As its programming changed, so did its business model, going from a subscription-based plan to one that was membership-based before changing to an eventual hybrid.
Looking Forward
“We’re not just sitting here thinking we’re just getting through this and then it’s back to business as usual,” says Ruggiero. “The economy is going to be struggling and that landscape will be very vulnerable. We might have to take a few steps back but there are ways to go forward in that journey as well.”
One of those “steps back” during the pandemic was the furloughing a portion of its staff of around 20. For those who remained as the pandemic dragged on, the producing burden eventually took its toll.
Ruggiero says it had to reassess how much the theater could realistically do as the pandemic landscape changed from month to month.
“What we learned last year is that we bit off more than we could chew and that was hard,” he says. “We’ve always run with a lean, dedicated staff, and what we learned was we have to take car them, too.”

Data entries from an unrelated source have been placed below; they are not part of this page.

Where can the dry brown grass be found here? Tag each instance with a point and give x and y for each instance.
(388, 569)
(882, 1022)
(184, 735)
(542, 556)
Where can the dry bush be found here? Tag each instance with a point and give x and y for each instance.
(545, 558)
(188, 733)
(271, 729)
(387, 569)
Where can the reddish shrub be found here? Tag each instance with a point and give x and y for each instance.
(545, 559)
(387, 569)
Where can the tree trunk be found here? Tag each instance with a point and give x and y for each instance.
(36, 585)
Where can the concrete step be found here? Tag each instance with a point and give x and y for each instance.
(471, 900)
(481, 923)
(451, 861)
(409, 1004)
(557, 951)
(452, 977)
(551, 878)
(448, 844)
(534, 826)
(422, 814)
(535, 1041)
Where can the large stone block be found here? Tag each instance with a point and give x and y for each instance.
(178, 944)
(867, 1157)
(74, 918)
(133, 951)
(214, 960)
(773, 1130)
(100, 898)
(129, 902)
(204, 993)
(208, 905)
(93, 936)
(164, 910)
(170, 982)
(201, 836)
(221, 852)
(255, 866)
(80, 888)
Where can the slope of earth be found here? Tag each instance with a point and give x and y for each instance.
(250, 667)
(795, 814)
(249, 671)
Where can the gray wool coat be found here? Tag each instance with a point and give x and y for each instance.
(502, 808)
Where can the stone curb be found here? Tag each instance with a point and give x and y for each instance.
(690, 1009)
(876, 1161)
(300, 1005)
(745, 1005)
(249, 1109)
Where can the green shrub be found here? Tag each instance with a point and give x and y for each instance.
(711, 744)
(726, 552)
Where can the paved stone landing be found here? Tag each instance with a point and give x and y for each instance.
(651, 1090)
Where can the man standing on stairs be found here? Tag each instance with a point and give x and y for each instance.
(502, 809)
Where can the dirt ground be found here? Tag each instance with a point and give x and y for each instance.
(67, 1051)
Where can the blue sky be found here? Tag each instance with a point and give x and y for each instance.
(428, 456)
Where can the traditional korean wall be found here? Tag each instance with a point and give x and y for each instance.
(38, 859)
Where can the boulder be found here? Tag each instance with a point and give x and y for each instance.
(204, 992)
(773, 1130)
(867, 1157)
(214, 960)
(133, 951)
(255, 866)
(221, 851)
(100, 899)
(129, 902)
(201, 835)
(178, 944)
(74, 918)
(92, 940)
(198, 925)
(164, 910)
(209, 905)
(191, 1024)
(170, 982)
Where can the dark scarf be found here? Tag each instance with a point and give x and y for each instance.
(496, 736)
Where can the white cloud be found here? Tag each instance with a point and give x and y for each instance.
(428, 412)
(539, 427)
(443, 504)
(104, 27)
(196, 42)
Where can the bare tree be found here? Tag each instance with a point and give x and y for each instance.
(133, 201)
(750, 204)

This year, there is a commitment for a better work-life balance for the staff, he says.
Beyond TheaterWorks, Ruggiero has also directed at regional theaters across the country and has staged some of Goodspeed Musicals’ most acclaimed shows for more than a decade. He also has directed High with Kathleen Turner and Looped with Valerie Harper on Broadway, who received a Tony Award nomination for her performance. Both plays were written by Connecticut native Matthew Lombardo.
It’s a career that the Massachusetts native couldn’t imagine in 2007 when a cancerous tumor was discovered wrapped around his spinal column. Operations and aggressive chemotherapy saved his life, he says, and he is now cancer free.
At age 60, Ruggiero says he has no plans to leave TheaterWorks any time soon, but he and the board have begun to think about what a transition would look like. Aware of the need for greater diversity, he anticipates that a woman and/or a BiPOC person will be heading the theater.
Upcoming at the theater is Zoey’s Perfect Wedding by Matthew Lopez (who wrote TW’s The Legend of Georgia McBride and Broadway’s Tony Award-winning The Inheritance). It will run from April 30 to June 5. The 2022-’23 season will be announced soon.
But TheaterWorks is already looking beyond the next season. Hurricane Diane was postponed from a slot this summer and will now open in September 2023 and begin the 2023-’24 season.